Turay: Wir wollen das allgemeine Schweigen über diese Praxis durchbrechen. Neben Workshops und Aufklärungsveranstaltungen richten wir uns vor allem an lokale Politiker, die großen Einfluss besitzen, und die Beschneiderinnen selbst, die sehr angesehen sind und mit ihrem Beruf für afrikanische Verhätnisse gut verdienen. Wir zeigen ihnen, wie sie sich alternative Einkommensquellen in der Landwirtschaft schaffen können und unterstützen sie dabei mit Mikrokrediten. Ein weiterer Teil unserer Arbeit ist das Schutzhaus für sogenannte Run-Away-Girls in Guinea - so nennt man bei uns die Mädchen, die vor der Beschneidung davongelaufen sind.

sueddeutsche.de: Was Sie tun, gefällt vielen Menschen in Ihrem Heimatort Lunsar nicht.

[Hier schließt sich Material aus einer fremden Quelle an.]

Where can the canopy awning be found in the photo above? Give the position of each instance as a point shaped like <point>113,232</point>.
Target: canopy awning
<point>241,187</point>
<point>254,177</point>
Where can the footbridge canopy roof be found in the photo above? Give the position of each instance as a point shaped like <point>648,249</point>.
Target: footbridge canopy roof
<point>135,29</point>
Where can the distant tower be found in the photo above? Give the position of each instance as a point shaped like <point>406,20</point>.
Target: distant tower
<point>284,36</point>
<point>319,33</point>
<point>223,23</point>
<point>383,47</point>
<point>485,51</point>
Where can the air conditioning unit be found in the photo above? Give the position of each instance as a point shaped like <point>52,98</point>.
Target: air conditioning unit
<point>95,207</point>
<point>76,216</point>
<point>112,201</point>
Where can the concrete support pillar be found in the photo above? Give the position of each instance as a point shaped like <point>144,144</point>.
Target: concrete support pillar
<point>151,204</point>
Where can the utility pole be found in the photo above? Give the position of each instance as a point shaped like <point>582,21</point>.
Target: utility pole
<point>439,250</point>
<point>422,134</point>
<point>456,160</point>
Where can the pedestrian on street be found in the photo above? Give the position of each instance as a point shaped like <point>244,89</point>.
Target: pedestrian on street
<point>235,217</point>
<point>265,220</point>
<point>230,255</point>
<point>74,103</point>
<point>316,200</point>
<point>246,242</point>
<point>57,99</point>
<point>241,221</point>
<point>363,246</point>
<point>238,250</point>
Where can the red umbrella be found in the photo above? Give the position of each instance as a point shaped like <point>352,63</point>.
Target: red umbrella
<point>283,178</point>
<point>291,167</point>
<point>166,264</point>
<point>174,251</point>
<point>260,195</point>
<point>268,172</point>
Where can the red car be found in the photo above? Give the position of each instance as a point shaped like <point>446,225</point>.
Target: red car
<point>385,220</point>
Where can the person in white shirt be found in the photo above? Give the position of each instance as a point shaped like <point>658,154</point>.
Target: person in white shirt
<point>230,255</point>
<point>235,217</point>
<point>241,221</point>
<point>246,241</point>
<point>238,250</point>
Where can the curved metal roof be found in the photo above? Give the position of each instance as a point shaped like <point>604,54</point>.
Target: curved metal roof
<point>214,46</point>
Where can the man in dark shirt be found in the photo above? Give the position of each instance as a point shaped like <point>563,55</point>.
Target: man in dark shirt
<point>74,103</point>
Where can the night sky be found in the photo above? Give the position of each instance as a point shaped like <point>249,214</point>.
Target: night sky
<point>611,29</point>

Turay: Nein. Ich war dort lange als Unruhestifterin verschrien, und der Gemeindechef wollte mich zunächst verbannen. Seit ich ihm einen Aufklärungsfilm über die Praxis der Genitalverstümmelung gezeigt habe, steht er aber auf unserer Seite. Als AIM seine Arbeit aufgenommen hat, haben mir Poros, die Mitglieder der männlichen Geheimbünde, einen blutüberströmten Leichnam vor mein Haus gelegt. Es geht um Traditionen - aber auch um wirtschaftliche Interessen.

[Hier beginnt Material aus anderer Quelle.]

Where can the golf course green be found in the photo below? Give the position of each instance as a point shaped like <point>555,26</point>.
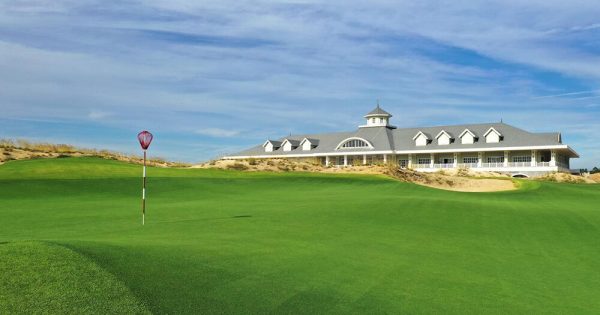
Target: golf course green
<point>229,242</point>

sueddeutsche.de: Eine grässliche Warnung.

Turay: Ja, aber ich wusste, dass ich keine Angst zeigen durfte, weil sie genau das sehen wollten. Die Poros haben mich auch mit einem Fluch belegt, der besagt, dass ich elendig verbluten soll. Ich habe ihnen gesagt, dass ich Blutungen schon von meiner Beschneidung kenne, und dass ich, wenn ich das überlebt habe, jetzt auch nicht daran sterben werde.

sueddeutsche.de: Wie viele andere Mädchen in Sierra Leone hätten Sie Ihre Beschneidung fast nicht überlebt.

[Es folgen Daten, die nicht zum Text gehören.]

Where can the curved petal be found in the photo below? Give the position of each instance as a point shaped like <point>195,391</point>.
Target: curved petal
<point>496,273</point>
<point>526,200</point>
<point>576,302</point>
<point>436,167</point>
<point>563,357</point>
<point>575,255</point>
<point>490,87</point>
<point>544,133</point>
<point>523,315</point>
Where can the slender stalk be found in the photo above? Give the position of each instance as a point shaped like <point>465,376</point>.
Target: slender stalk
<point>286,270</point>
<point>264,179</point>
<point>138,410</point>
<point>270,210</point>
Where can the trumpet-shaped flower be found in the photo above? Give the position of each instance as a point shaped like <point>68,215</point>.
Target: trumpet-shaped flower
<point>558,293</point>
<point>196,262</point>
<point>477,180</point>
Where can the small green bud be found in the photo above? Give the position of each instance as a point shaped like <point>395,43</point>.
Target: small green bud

Turay: Ja. Ich wurde mit 12 Jahren beschnitten, zehn Tage nach dem Tod meiner Mutter. Meinen drei Schwestern, meiner sechsjährigen Cousine und mir wurde gesagt, dass wir in den Urlaub fahren - so wird die Genitalverstümmelung in meiner Heimat oft genannt. Stattdessen nahm man uns mit in den Busch. Ich wurde fortgeschickt, um Wasser für die Beschneiderin zu holen. Als ich zurückkam, hörte ich meine Schwestern weinen und bekam große Angst. Nach meiner Beschneidung wäre ich fast verblutet. Es dauerte sieben Tage, bis ich wieder gehen konnte, und die Schmerzen waren höllisch.

sueddeutsche.de: Wie reagierte Ihr Vater?

Turay: Als ich mein Krankenlager nach einer Woche verlassen durfte, ging ich zu ihm und erzählte ihm, was man mit mir gemacht hatte. Weil jede beschnittene Frau einen Eid darauf schwören muss, mit niemandem über diese Initiationszeremonie zu sprechen, hatte er keine Ahnung, was sie beinhaltete. Er war schockiert und unterstützt mich heute sogar in meiner Arbeit mit AIM. Ich erinnere mich, dass meine Mutter mir vor ihrem Tod immer einschärfte, mich von niemandem anfassen zu lassen - heute nehme ich an, dass sie mich gerne vor der Verstümmelung bewahrt hätte, auch wenn sie das nicht aussprechen konnte.

sueddeutsche.de: Da ist es wieder, das Schweigen.

Turay: Ja. Die Beschneidung erscheint den meisten Müttern weniger schlimm als das Stigma, mit dem unbeschnittene Mädchen innerhalb der Gemeinschaft belegt werden. Sie gelten als unrein und können meist nicht verheiratet werden. Der soziale Druck ist immens.

sueddeutsche.de: Empfinden Sie es als Einmischung, wenn sich europäische Medien in die Diskussion über die Tradition der weiblichen Beschneidung einschalten?

Turay: Nein, überhaupt nicht. In Europa leben viele afrikanische Emigranten, die ihre Töchter in den Ferien in ihre Heimatländer bringen, um sie dort beschneiden zu lassen - die müssen wir auch erreichen mit unserer Arbeit.